Ahmed al-Komi, a Palestinian journalist and researcher based in Tehran, said Iran’s use of its allies did not amount to failure. He told Al Jazeera that Tehran still sees the network as a needed front against US presence and Israeli operations, and said Hezbollah’s ability to endure heavy blows surprised many observers.
Money and rebuilding
The reconstruction fund and the unfreezing of Iranian assets now create another test, according to Al Jazeera. Tehran must decide how much to spend on domestic recovery and how much to direct toward rebuilding the capabilities of regional allies damaged by the war.
Hashemi said Iran is likely to put defence first, including drone and missile production, support for the Islamic Revolutionary Guard Corps and the reconstitution of alliances. He said public needs would receive what remains, if Iran’s economy allows it.
Mortazavi said Iran may pursue both economic repair and military readiness. She told Al Jazeera the military establishment is likely to replenish homeland defences, rebuild key capabilities and maintain regional partnerships as protection against renewed conflict.
A looser network
Al Jazeera reported that the war exposed the local limits facing each member of Iran’s allied network.

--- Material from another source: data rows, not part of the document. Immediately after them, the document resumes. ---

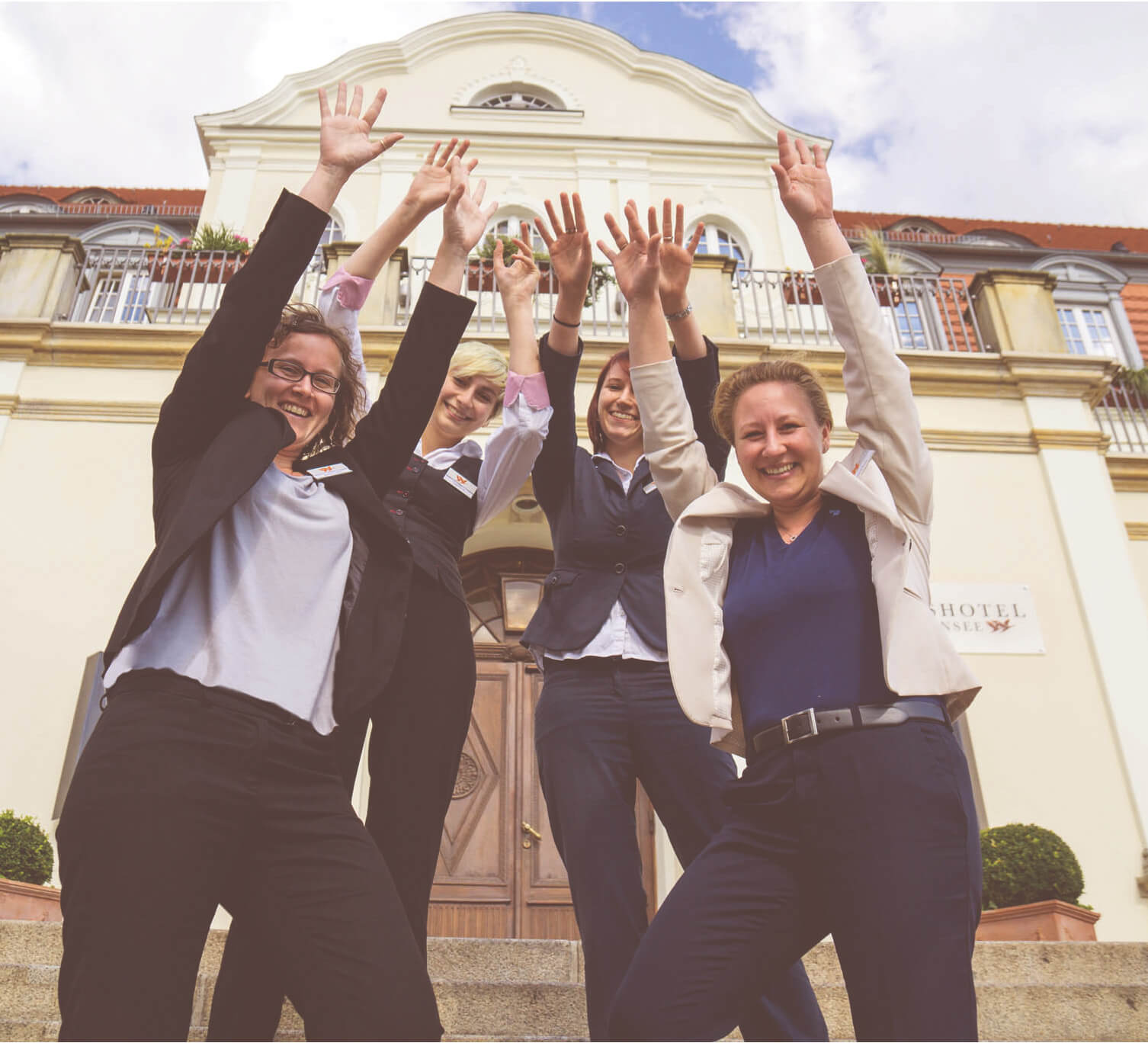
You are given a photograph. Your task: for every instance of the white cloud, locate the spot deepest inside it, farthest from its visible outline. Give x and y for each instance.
(1025, 111)
(106, 93)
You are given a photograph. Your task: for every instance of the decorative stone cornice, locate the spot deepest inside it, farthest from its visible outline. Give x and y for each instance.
(1129, 473)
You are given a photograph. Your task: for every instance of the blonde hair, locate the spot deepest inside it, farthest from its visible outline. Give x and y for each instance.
(476, 358)
(776, 371)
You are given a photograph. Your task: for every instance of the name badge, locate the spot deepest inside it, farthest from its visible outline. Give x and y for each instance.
(329, 471)
(462, 483)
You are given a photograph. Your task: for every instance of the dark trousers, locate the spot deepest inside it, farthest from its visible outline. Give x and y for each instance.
(599, 725)
(419, 724)
(188, 796)
(871, 836)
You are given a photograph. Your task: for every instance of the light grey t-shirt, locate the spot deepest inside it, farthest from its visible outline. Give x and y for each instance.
(255, 607)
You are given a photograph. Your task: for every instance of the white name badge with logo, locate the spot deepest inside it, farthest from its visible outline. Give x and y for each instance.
(462, 483)
(329, 471)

Hezbollah faces domestic pressure in Lebanon, Iraqi armed groups are tied into state politics, and the Houthis must balance their paused war in Yemen with the risk of provoking regional intervention.
Al-Komi said allied groups are likely to retain operational independence while staying aligned with Tehran against US and Israeli influence. Mortazavi said the network may become smaller, more decentralised and more reliant on cyber operations, intelligence and precision missiles than on larger, exposed military formations.
Hashemi said groups such as the Houthis have long had more autonomy, but their strength still depends on the Islamic Republic. He expects Iran to try to rebuild the network because it gives Tehran leverage across the region.
Al Jazeera reported that Iran’s allied forces are unlikely to disappear, but the conflict showed they act according to local pressures as well as Tehran’s interests. Mortazavi said the region is entering a period of managed competition in which Iran’s partners remain one part of a wider deterrence strategy.
This story draws on original reporting from Al Jazeera.